First, he effectively changed Catholic teaching on capital punishment to embrace abolitionism exclusively — despite the fact that neither Scripture nor Tradition support such a position.

[9]

Second, he (like Paul VI before him) embraced Louis Massignon’s questionable views of Islam, which also have become normative in the Church:

[10]

Finally, John Paul II refused to discipline bishops who taught heterodoxy.

The fact that such a man is held up as an exemplar of sound orthodox thought shows just how much Catholicism has been infatuated with John Paul II’s cult of personality.

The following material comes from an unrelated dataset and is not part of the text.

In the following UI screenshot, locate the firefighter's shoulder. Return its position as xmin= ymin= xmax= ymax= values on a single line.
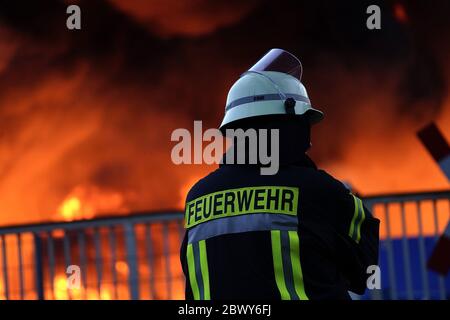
xmin=185 ymin=167 xmax=225 ymax=203
xmin=307 ymin=168 xmax=350 ymax=196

#32 Comment By Gerard McKeveny On February 13, 2018 @ 4:27 pm

It fascinates me no end that we’ve killed hundreds of thousands of middle eastern children, but it’s changing attitudes about sexuality that provokes apoplexy in conservative christians.

#33 Comment By Tom W On February 14, 2018 @ 10:44 am

Fr George Rutler has a great response on this.
Money quote;

“.. is that Cardinal Cupich has cited [Cdnl] Newman on conscience to represent the very opposite of what Newman lived and exhausted himself to declare: that conscience must be informed by the Holy Ghost and not left to wander about like a ghost of the subjective human ego, validating uninformed impulses. In his Letter to the Duke of Norfolk, Newman distinguished between the operation of conscience and the exercise of private judgment.”

[11]

#34 Comment By JonF On February 14, 2018 @ 12:40 pm

I don’t get the opprobrium being heaped on coinscience here. Yes, conscience can sometimes mislead– but consider the awful reality if humans had no faculty of conscience.

#35 Comment By Carl Kuss, L.C. On February 20, 2018 @ 11:29 pm

“Oh, please. The result is relativism, straight up.” No it isn’t, Mr. Dreher. You need to go back and study and reflect on Christian ethics, on what is specific to it: on the Christianity of Christian ethics. Conscience is the voice of the Spirit and man, and that Spirit is always involved in good works, and not just in that abstract truth which is no truth at all.

#36 Comment By Kenneth Kirkman On March 16, 2018 @ 5:38 pm

Most disheartening of all is that Cardinal Cupich implies disharmony in a marriage which can have none. In saying “In other words, the voice of conscience — the voice of God … could very well affirm the necessity of living at some distance from the Church’s understanding of the ideal.” he is arguing that God could tell individual people to live in ways that are incompatible with what He himself has revealed about the nature of the human person and of the marriage covenant. The source of the Church’s ideal is not at all an abstraction; it is the reality of Christ’s sacrificial love for the Church and the nature of men and women as they are created in the image and likeness of God. He is pitting Christ against His bride. And that is inexcusable.